Whe IBM’s “Watson” supercomputer made its debut on Jeopardy last year, few realized that it would mark the beginning of a sea change in the American workforce. Shortly after its debut Watson computers became available for diagnosing patients, and last Month IBM announced that Watson computers would begin a foray into the banking sector as well. Similar changes are underway in the law practices, where other powerful computers are increasingly used for data review of case documents.As powerful new computer technologies move into white-collar workforces, one has remained relatively untouched—higher education. Yet a new report from Inside Higher Ed (h/t Marginal Revolution) suggests that this may be about to change. A new study at the University of Akron found that despite the doubts of English professors, a new computer program can grade student essays just as well as their human counterparts:
In the quantitative sense: yes, according to a study released Wednesday by researchers at the University of Akron. The study, funded by the William and Flora Hewlett Foundation, compared the software-generated ratings given to more than 22,000 short essays, written by students in junior high schools and high school sophomores, to the ratings given to the same essays by trained human readers.The differences, across a number of different brands of automated essay scoring software (AES) and essay types, were minute. “The results demonstrated that over all, automated essay scoring was capable of producing scores similar to human scores for extended-response writing items,” the Akron researchers write, “with equal performance for both source-based and traditional writing genre.”

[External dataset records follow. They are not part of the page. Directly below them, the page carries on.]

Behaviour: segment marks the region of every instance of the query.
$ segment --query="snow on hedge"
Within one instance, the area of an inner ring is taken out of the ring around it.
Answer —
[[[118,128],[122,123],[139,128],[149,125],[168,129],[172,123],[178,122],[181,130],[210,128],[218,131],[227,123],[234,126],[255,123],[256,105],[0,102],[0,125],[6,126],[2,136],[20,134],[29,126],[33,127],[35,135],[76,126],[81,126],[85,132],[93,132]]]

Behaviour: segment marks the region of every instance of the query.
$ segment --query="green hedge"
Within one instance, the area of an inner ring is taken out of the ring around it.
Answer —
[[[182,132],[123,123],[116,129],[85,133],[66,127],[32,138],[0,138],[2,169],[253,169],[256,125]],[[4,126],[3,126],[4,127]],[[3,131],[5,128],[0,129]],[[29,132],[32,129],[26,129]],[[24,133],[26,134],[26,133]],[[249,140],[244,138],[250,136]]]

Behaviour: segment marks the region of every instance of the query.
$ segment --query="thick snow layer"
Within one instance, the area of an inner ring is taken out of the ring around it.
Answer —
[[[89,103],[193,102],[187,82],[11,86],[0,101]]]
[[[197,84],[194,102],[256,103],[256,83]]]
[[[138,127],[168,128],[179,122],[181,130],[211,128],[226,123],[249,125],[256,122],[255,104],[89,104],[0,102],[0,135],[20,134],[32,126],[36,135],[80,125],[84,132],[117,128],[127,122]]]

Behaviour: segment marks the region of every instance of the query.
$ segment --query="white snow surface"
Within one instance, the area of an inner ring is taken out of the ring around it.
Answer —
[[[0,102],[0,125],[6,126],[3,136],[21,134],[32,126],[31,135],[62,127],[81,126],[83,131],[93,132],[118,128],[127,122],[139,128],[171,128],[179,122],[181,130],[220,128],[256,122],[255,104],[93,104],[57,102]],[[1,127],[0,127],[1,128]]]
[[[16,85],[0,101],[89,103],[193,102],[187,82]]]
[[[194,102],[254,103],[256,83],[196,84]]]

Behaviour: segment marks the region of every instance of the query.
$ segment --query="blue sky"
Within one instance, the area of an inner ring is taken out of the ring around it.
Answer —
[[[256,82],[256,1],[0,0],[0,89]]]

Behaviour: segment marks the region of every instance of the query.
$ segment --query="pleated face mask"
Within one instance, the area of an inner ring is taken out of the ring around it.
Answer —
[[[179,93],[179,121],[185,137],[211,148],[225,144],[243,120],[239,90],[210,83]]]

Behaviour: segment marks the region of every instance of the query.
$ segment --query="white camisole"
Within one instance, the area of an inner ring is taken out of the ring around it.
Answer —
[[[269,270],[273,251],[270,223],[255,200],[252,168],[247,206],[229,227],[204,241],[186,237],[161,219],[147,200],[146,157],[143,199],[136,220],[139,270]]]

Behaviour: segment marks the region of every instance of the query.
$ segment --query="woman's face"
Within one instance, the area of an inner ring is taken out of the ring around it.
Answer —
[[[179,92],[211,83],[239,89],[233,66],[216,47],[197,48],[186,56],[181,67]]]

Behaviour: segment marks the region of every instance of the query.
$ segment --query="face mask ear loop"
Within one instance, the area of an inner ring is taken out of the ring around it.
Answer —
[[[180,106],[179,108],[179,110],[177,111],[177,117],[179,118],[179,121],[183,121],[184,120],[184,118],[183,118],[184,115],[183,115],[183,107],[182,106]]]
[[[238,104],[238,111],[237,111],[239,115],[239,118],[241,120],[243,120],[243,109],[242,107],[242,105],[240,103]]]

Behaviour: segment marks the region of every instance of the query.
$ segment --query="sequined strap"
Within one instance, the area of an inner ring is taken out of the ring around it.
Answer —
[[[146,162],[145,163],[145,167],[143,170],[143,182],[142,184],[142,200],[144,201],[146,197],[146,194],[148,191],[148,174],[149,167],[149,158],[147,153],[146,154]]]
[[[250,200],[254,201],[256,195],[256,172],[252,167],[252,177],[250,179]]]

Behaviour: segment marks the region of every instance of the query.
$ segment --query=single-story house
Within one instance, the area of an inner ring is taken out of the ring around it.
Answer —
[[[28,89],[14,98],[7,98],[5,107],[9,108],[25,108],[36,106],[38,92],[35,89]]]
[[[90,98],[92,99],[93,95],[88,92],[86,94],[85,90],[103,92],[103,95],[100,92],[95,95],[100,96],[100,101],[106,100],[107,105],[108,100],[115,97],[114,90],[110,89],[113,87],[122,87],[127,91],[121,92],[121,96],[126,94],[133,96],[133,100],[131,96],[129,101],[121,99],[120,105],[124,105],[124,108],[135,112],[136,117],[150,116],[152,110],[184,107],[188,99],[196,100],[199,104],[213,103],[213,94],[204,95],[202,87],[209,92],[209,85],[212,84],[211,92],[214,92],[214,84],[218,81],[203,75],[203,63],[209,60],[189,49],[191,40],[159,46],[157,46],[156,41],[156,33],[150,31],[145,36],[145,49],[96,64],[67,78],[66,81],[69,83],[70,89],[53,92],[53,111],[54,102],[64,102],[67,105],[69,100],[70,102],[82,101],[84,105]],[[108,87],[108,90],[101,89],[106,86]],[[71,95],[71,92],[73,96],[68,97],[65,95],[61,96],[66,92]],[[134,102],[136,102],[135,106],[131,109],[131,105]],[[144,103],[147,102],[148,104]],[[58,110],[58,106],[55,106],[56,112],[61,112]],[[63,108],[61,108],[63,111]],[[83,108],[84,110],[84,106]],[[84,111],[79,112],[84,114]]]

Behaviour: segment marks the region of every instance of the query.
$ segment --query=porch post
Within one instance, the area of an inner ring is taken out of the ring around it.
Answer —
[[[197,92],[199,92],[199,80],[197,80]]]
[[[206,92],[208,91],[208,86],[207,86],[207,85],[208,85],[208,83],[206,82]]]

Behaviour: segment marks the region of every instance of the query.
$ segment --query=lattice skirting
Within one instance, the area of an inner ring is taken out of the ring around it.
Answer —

This is bad news for professors and TAs who thus far have managed to resist the forces of automation that have transformed manufacturing and are beginning to transform the professions. But it is good news for the rest of students and parents.It is much too early to forecast how technologies like this will change the face of higher education. But cash strapped public universities, facing declining contributions by state governments and hammered by public discontent over rising tuition, are looking hard for ways to cut costs and improve efficiency. For profit companies are also looking for ways to compete more effectively with the existing model. And students and parents are looking for ways to get job credentials without being saddled with unbearable debt.Change will come, and faster than you think.